Inflammatory markers:

Leukocytes >1 million/mL signal inflammation, but cytokines (e.g., IL-6, TNF-α) and proteomic profiles are understudied. The presence of WBCs in the semen may suggest non-infectious inflammation, requiring wide expression patterns.¹

Imaging and AI-enhanced semen analysis

Advanced microscopy:

Immunocytochemical staining (e.g., CD45) and flow cytometry improve leukocyte quantification accuracy (>90% sensitivity) compared to manual counts or peroxidase tests (47–60% sensitivity).¹

AI integration through semen analysis:

While not yet reported in the provided studies, AI could address current limitations in differentiating leukocytes from immature sperm cells and automating semen analysis, reducing subjectivity in thresholds like the debated >1 million WBCs/mL cutoff.¹

Advancement in treatment options 

Targeted antimicrobial therapies

Microbiome-guided regimens:

• PCR and next-generation sequencing (NGS) enable precise pathogen detection (e.g., Chlamydia trachomatis, anaerobic bacteria), outperforming traditional cultures. For example, PCR identified >10⁴ bacteria/mL in 66% of asymptomatic men, versus 27% via culture¹
• Reflexive semen cultures after prostatic massage improve detection of urogenital pathogens, guiding tailored antibiotic use (e.g., doxycycline for Chlamydia, trimethoprim-sulfamethoxazole for E. coli)¹³
• Probiotics and FMT: Emerging studies suggest faecal microbiota transplantation (FMT) and probiotics (e.g., Lactobacillus) may restore genital microbiota balance, reducing recurrent infections¹⁴

Anti-inflammatory and antioxidant therapies

Specific antioxidants

• Vitamin E (400 mg/day) and N-acetylcysteine (600 mg/day) reduce lipid peroxidation and improve sperm motility.

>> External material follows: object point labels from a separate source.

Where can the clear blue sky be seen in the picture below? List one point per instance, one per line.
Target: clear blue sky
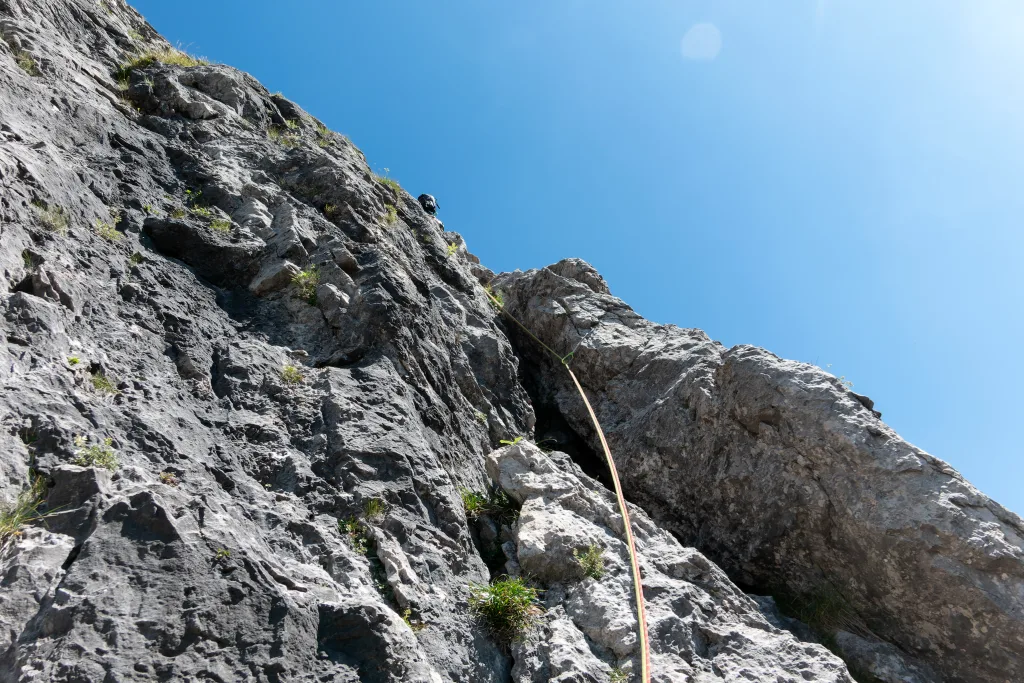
(841, 182)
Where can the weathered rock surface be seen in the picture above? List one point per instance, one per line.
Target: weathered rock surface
(702, 628)
(786, 479)
(295, 388)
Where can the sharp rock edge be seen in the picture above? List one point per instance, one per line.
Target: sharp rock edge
(198, 271)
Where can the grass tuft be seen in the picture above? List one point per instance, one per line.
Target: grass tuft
(495, 298)
(292, 375)
(24, 510)
(591, 561)
(96, 455)
(167, 55)
(306, 283)
(507, 605)
(375, 509)
(102, 384)
(496, 504)
(355, 532)
(325, 137)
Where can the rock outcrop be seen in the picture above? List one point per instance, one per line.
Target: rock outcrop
(786, 479)
(248, 384)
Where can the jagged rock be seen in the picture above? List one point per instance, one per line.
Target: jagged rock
(288, 505)
(782, 476)
(700, 626)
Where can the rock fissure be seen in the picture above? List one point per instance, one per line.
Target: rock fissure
(292, 460)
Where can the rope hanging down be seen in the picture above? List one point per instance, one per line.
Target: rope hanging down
(637, 585)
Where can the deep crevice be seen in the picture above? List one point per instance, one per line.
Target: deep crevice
(553, 431)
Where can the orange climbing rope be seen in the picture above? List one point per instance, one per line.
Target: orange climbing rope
(637, 585)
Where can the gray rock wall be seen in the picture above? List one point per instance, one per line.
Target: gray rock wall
(786, 479)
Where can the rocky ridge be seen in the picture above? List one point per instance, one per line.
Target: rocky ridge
(294, 375)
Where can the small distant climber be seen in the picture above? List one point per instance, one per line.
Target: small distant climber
(429, 204)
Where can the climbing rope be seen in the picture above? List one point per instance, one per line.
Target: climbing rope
(637, 585)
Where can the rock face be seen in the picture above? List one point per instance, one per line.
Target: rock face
(255, 382)
(786, 479)
(704, 628)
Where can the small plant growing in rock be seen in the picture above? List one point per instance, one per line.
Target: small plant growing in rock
(411, 622)
(507, 605)
(324, 135)
(475, 504)
(591, 561)
(102, 384)
(24, 510)
(167, 55)
(390, 214)
(496, 298)
(292, 375)
(375, 509)
(107, 230)
(283, 137)
(306, 283)
(96, 455)
(53, 218)
(497, 504)
(355, 534)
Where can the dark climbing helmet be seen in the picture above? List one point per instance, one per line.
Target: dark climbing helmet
(428, 203)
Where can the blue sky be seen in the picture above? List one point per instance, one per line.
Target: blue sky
(839, 182)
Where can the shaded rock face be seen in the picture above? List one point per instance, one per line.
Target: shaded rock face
(702, 628)
(787, 480)
(294, 377)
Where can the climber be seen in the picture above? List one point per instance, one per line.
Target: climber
(429, 204)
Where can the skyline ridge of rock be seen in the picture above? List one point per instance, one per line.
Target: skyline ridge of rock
(256, 382)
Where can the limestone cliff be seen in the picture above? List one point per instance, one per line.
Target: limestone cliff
(247, 385)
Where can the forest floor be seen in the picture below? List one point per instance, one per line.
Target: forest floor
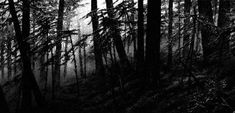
(93, 99)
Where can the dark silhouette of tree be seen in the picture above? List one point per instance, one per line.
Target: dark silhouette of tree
(3, 104)
(117, 37)
(153, 43)
(170, 16)
(224, 22)
(140, 50)
(187, 7)
(99, 66)
(205, 13)
(56, 74)
(29, 83)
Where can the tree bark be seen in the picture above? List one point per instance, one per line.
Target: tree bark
(224, 21)
(56, 74)
(2, 59)
(187, 6)
(153, 43)
(170, 16)
(96, 39)
(117, 38)
(28, 81)
(205, 12)
(140, 42)
(3, 104)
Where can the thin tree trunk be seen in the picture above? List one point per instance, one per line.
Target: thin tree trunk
(66, 47)
(153, 43)
(28, 81)
(75, 66)
(187, 6)
(224, 22)
(3, 104)
(118, 39)
(169, 62)
(80, 55)
(96, 38)
(56, 74)
(205, 12)
(84, 55)
(9, 70)
(2, 58)
(179, 29)
(140, 41)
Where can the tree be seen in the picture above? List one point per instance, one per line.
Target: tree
(96, 39)
(56, 74)
(170, 16)
(29, 83)
(3, 104)
(140, 42)
(187, 6)
(153, 43)
(205, 13)
(224, 22)
(117, 37)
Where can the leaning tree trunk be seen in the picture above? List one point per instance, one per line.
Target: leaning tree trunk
(153, 43)
(223, 22)
(169, 61)
(96, 38)
(9, 69)
(3, 104)
(117, 38)
(2, 58)
(29, 83)
(205, 12)
(56, 74)
(187, 6)
(140, 41)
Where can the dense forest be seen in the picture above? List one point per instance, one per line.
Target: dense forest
(51, 63)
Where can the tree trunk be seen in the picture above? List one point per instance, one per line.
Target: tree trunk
(140, 41)
(117, 38)
(9, 70)
(65, 49)
(169, 62)
(28, 81)
(205, 12)
(2, 59)
(56, 74)
(84, 58)
(96, 38)
(224, 22)
(179, 29)
(187, 6)
(80, 54)
(3, 104)
(153, 43)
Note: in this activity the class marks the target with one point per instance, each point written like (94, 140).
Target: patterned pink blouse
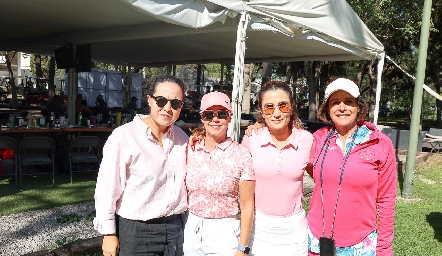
(212, 178)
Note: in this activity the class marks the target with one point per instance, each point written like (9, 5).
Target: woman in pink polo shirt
(218, 172)
(280, 153)
(354, 168)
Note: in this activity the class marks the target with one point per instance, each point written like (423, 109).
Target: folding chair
(37, 151)
(84, 150)
(9, 143)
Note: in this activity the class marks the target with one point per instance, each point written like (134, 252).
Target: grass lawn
(418, 223)
(38, 192)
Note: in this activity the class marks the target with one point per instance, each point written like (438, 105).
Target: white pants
(279, 235)
(204, 236)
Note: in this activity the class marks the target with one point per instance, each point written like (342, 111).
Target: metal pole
(417, 101)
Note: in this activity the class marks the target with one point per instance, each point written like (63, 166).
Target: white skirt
(216, 237)
(279, 235)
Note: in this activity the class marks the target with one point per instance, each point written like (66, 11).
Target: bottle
(110, 122)
(28, 120)
(51, 119)
(80, 119)
(118, 119)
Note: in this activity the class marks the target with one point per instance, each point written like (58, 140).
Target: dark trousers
(157, 237)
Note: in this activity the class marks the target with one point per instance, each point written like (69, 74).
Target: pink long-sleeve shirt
(279, 173)
(138, 179)
(368, 191)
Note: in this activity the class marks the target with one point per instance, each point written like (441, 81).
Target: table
(87, 129)
(25, 130)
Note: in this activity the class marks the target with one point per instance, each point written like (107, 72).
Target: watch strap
(244, 249)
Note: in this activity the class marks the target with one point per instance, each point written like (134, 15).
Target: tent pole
(238, 77)
(380, 67)
(221, 81)
(417, 101)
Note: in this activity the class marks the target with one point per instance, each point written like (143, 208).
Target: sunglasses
(283, 106)
(209, 115)
(162, 101)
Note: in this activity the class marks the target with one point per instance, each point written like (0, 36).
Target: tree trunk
(248, 69)
(38, 71)
(51, 77)
(438, 102)
(308, 69)
(267, 70)
(313, 72)
(9, 57)
(124, 91)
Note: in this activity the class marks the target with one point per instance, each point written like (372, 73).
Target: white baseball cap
(343, 84)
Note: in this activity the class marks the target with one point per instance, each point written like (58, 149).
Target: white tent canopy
(159, 32)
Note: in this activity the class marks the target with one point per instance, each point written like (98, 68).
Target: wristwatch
(244, 249)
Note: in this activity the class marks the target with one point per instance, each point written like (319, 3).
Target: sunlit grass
(38, 192)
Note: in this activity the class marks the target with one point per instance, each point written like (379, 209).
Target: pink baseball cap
(343, 84)
(215, 99)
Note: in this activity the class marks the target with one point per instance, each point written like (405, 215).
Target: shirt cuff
(105, 227)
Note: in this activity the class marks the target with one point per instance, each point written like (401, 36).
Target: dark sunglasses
(162, 101)
(210, 114)
(283, 106)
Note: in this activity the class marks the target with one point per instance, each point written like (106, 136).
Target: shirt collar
(138, 119)
(266, 139)
(223, 145)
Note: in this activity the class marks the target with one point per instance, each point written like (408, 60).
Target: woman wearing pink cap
(218, 173)
(280, 153)
(354, 168)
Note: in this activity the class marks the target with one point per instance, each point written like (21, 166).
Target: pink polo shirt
(138, 179)
(213, 178)
(279, 173)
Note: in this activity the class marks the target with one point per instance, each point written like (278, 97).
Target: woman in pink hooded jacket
(354, 168)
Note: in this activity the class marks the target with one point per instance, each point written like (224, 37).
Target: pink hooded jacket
(368, 190)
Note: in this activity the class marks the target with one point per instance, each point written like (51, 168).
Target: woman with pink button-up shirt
(218, 173)
(140, 192)
(280, 153)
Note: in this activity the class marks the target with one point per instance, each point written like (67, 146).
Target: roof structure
(159, 32)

Coenzyme Q10 (200 mg/day) enhances mitochondrial function, increasing pregnancy rates in idiopathic infertility¹⁵
• Selenium (200 µg/day) and zinc (25 mg/day) restore seminal antioxidant capacity, mitigating oxidative DNA damage¹⁵

Novel anti-inflammatory agents

• Cyclooxygenase-2 inhibitors (e.g., celecoxib 200 mg/day) reduce prostaglandin-related inflammation, doubling sperm movements in trials¹
• Curcumin and resveratrol, during lab experiments was helpful in suppressing NF-κB and TNF-α which are contributors to inflammation and chronic illnesses¹⁶

Immunomodulatory treatments

1. Hormonal modulation: Androgens (e.g., testosterone) and estrogens regulate testicular immune cell activity, with low testosterone linked to elevated seminal cytokines (IL-6, TNF-α). Supplemental hormones may be effective in reducing inflammation, which is a response to injury and infection.¹⁶
2. Cytokine inhibitors: Experimental IL-1β and IL-6 blockers are being studied to dampen chronic inflammation in autoimmune-associated pyospermia¹⁶
3. Lifestyle interventions: Weight loss and smoking cessation reduce systemic inflammation, lowering seminal leukocyte counts¹⁶

Assisted reproductive techniques (ART) improvements

1. Sperm processing: Density gradient centrifugation with antioxidants (e.g., vitamin C) removes leukocytes while preserving sperm viability¹⁵
2. ICSI advancements: Intracytoplasmic morphologically selected sperm injection (IMSI) selects sperm with minimal DNA fragmentation, improving embryo quality in pyospermia patients¹
3. Combined therapies: Pre-ART antibiotic courses (e.g., 4-week doxycycline) resolve infections, enhancing fertilisation rates.¹ Antioxidant pretreatment (2–3 months) further reduces oxidative stress during IVF¹⁵

Summary

Pyospermia needs immediate medical attention upon detection as it may indicate underlying issues and can lead to male infertility. This article reflects current knowledge and treatment options available for managing pyospermia and captures research areas to explore towards providing more effective and efficient therapies for pyospermia.